Aye, it definitely was an improvement when they came out, & the sound is top notch - but that capacity though. IIRC like 74 minutes for a vanilla CD.

Once I got a CD-R drive I was mostly ripping down to 320kbps MP3's. Could fit so much more music on the same disc, still sounded good in my car.

Skipping was also an issue. With ripped files the read-ahead buffer could also effectively be longer too for less skipping.

I liked them but still immediately jumped to flash memory.

@artemist I know it's not lossless, but minidiscs are so impressive to me. The fact that you can record to a pocket player.

Since I never experienced them back then (I only saw 1 in Brazil) they feel like the technology from the future of an alternate timeline.

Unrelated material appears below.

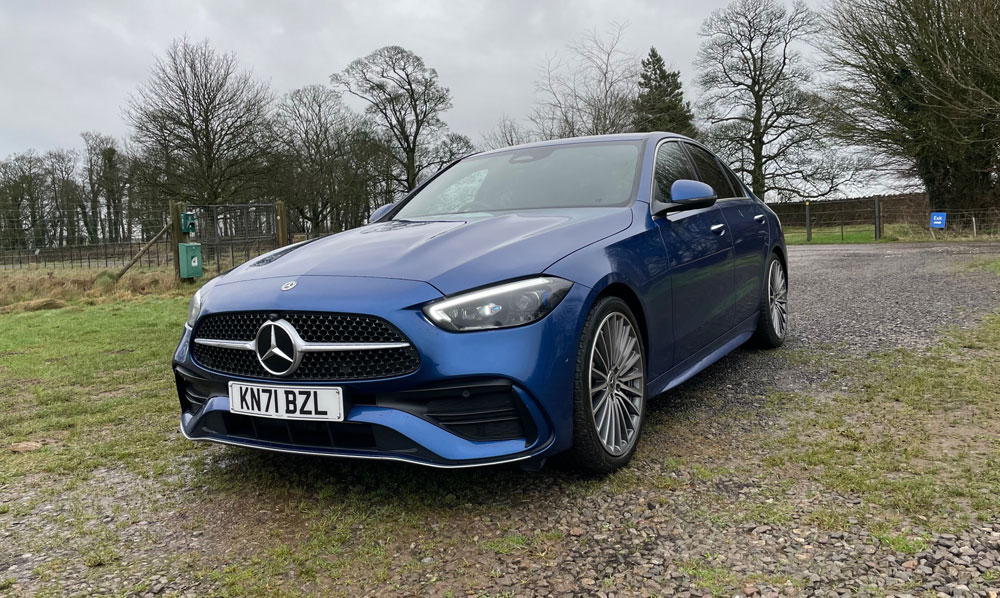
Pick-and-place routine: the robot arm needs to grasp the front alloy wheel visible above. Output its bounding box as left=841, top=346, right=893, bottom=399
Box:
left=573, top=297, right=646, bottom=473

@artemist Personally, I really wish the Minidisc had been popular enough to replace the CD. It's small like a cassette, it has a protective outer casing to keep it from getting scratched, and you can easily record on them. If you switch recording to mono, you can double the recording time as well. It was the perfect hard media format. It just came too late, at the same time as MP3 and digital media.
@artemist
Also, they are mini frisbees
@artemist agree on that, I buy CDs & create my own MP3s.
@artemist can you recommend a player that would work well with both a PC and a regular HiFi amplifier? I have a big collection that I just can't let go, but no way to play them since computers stopped having inbuilt drives.
@artemist I miss MiniDisc. In many ways, a terrible proprietary format. And yet… those little cartridges had the most amazing cyberpunk feel to them.